Cross-Sector Collaboration in Reentry: Building an Infrastructure for Change

  • Organization: The Bronx Defenders
  • Author: McGregor Smyth
  • Document Type: Article/News
  • Date Created: Tuesday, September 04, 2007
  • Submitted: Tuesday, September 04, 2007
  • Attachment(s): PDF
(Click on "PDF" above for the document.)

McGregor Smyth, Cross-Sector Collaboration in Reentry: Building an Infrastructure for Change, 41 CLEARINGHOUSE REV. 245 (July-Aug. 2007)

The New York experience with Reentry Net offers a model for a state-based, locally-controlled support network and information clearinghouse on reentry that serves as a structure for change and improves advocacy in measurable ways.

Investment in an infrastructure for cross-sector collaboration is key to breaking the vicious cycle of poverty and crime. The criminal justice system is the institution with the single most pervasive impact on communities of poverty and of color, where interaction with the police and courts, as well as incarceration, has become commonplace. The more than 71 million people in the United States with histories of criminal justice involvement face tremendous legal and social barriers that often prevent them from securing jobs, finding stable housing, participating in civic life, and reuniting with their families. Indeed, the magnitude of this problem demands the attention of any organization claiming a social justice mission.

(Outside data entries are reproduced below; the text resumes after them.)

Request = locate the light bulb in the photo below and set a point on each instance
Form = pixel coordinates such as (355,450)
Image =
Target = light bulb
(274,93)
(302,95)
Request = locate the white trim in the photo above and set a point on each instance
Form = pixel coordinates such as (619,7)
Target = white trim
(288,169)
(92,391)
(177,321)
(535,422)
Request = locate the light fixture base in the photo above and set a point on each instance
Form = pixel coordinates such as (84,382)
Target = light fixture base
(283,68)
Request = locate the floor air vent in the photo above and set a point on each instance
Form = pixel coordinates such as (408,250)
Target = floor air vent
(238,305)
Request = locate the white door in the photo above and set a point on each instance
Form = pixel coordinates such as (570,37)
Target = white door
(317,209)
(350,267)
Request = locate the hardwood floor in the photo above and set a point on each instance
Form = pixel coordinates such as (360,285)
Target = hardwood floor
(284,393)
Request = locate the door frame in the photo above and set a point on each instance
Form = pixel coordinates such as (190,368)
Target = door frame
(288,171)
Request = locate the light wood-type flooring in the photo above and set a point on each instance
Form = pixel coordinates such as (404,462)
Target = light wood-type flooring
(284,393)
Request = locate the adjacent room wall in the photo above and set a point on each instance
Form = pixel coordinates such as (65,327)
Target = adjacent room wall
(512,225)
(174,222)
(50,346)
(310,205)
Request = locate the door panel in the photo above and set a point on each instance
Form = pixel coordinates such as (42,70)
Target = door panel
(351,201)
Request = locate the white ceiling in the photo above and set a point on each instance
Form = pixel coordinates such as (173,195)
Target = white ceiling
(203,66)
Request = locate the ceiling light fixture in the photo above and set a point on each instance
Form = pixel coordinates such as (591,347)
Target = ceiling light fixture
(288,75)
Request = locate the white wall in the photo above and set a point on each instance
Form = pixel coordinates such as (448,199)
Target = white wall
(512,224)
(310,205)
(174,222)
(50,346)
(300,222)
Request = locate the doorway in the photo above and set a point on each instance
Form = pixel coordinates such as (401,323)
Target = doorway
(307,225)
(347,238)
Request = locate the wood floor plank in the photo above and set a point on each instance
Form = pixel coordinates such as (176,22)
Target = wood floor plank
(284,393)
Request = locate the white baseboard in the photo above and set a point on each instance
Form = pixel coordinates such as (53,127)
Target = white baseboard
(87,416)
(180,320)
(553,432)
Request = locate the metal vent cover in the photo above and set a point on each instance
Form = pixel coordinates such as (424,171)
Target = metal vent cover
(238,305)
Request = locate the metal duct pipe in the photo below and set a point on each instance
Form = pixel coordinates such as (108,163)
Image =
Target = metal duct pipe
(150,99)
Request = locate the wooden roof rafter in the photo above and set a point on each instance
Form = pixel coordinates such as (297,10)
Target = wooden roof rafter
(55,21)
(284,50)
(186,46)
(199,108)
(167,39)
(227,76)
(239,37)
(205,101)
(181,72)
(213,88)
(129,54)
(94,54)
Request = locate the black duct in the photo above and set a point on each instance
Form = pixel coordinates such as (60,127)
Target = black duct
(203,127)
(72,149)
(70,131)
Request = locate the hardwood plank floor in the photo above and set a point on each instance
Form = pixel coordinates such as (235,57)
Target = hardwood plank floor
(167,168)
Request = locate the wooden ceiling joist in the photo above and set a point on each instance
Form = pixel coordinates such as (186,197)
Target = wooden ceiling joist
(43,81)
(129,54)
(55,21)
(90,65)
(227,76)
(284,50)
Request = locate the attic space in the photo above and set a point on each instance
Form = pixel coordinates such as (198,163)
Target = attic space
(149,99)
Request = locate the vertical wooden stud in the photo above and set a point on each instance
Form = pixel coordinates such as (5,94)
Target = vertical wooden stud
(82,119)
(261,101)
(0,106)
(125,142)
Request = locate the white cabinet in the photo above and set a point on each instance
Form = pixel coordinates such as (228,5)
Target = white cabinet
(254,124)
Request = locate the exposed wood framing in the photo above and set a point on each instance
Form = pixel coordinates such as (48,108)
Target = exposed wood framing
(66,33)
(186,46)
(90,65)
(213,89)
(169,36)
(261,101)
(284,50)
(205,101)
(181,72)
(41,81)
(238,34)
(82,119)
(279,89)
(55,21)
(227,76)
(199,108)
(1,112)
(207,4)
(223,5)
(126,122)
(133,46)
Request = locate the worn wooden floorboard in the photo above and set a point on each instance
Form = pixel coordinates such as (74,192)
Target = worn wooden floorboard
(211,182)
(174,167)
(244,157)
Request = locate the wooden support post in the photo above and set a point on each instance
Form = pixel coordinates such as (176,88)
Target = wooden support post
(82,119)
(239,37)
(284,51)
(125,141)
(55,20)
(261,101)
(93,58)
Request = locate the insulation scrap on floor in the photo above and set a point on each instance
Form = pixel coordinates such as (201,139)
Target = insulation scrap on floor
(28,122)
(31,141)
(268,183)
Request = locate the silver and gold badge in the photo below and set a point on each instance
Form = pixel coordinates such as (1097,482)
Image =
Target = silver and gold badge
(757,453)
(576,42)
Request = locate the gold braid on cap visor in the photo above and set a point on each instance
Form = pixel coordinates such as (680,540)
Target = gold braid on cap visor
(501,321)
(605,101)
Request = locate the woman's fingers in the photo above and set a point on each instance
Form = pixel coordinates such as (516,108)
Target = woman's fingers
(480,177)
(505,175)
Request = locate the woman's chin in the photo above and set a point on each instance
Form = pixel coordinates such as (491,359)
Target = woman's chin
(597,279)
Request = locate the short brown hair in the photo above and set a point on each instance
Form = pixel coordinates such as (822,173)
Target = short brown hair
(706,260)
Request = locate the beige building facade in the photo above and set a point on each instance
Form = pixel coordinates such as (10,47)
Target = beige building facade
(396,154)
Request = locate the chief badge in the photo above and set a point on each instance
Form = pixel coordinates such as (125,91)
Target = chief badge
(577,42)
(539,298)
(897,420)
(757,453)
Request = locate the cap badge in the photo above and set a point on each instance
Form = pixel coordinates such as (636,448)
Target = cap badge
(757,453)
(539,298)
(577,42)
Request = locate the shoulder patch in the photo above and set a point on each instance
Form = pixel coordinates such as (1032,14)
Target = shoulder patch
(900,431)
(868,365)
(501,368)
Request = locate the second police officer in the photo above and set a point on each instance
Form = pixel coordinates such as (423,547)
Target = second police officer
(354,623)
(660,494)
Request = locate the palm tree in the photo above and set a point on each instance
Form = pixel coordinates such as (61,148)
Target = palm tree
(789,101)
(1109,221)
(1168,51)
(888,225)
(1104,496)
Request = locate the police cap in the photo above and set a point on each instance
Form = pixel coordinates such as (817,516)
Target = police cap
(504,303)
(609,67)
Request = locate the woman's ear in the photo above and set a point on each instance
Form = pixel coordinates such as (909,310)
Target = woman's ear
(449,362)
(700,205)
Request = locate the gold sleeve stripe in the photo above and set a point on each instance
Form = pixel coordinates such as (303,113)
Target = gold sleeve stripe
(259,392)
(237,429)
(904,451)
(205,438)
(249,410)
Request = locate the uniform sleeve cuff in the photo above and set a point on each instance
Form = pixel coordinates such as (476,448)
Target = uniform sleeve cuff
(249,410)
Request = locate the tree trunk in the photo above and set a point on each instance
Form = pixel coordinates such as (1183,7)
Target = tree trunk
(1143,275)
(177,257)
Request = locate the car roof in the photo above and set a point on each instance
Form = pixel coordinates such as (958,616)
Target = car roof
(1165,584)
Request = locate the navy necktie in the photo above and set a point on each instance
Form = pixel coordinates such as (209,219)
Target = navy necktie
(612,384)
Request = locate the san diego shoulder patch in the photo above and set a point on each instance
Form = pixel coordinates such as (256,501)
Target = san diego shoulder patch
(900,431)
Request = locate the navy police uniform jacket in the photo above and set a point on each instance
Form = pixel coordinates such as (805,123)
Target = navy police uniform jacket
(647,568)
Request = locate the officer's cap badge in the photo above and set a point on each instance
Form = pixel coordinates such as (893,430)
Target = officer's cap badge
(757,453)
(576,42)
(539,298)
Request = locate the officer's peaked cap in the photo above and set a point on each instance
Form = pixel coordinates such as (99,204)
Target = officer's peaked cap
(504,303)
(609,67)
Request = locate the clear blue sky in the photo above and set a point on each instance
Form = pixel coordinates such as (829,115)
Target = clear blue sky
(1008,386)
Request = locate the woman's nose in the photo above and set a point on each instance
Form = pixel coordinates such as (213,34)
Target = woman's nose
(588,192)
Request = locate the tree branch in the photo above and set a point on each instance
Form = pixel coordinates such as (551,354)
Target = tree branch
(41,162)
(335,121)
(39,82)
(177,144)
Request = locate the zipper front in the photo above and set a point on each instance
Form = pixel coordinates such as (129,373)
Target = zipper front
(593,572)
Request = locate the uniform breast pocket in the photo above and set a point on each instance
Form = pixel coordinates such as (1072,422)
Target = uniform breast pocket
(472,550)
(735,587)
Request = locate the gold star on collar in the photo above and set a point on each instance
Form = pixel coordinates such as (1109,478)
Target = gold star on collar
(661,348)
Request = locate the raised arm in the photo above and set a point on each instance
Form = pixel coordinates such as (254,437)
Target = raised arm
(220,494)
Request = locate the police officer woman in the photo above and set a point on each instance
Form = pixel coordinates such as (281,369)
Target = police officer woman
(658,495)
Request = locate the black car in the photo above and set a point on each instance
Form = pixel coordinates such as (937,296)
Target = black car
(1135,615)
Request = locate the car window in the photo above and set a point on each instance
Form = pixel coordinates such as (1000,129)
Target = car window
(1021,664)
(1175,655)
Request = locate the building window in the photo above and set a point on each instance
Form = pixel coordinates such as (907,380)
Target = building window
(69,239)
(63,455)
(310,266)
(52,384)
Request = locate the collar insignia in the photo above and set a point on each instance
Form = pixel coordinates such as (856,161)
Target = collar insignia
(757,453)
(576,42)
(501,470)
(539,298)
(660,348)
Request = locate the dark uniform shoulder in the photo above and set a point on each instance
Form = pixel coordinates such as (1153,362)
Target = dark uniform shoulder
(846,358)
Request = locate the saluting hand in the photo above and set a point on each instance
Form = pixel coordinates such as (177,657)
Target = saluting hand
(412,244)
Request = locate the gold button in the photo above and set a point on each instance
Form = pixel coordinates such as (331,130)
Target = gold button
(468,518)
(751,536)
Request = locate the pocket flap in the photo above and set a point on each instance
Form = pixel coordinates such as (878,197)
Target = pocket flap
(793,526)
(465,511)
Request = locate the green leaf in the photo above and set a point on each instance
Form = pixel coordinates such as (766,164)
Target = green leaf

The real solutions to these problems will only come with extensive systemic change through alleviation of poverty and racism, which are the true repeat offenders in our communities. Until we accomplish those goals, building an infrastructure to improve service delivery to the reentry community will reduce recidivism and government spending on incarceration, and fundamentally improve outcomes for everyone involved.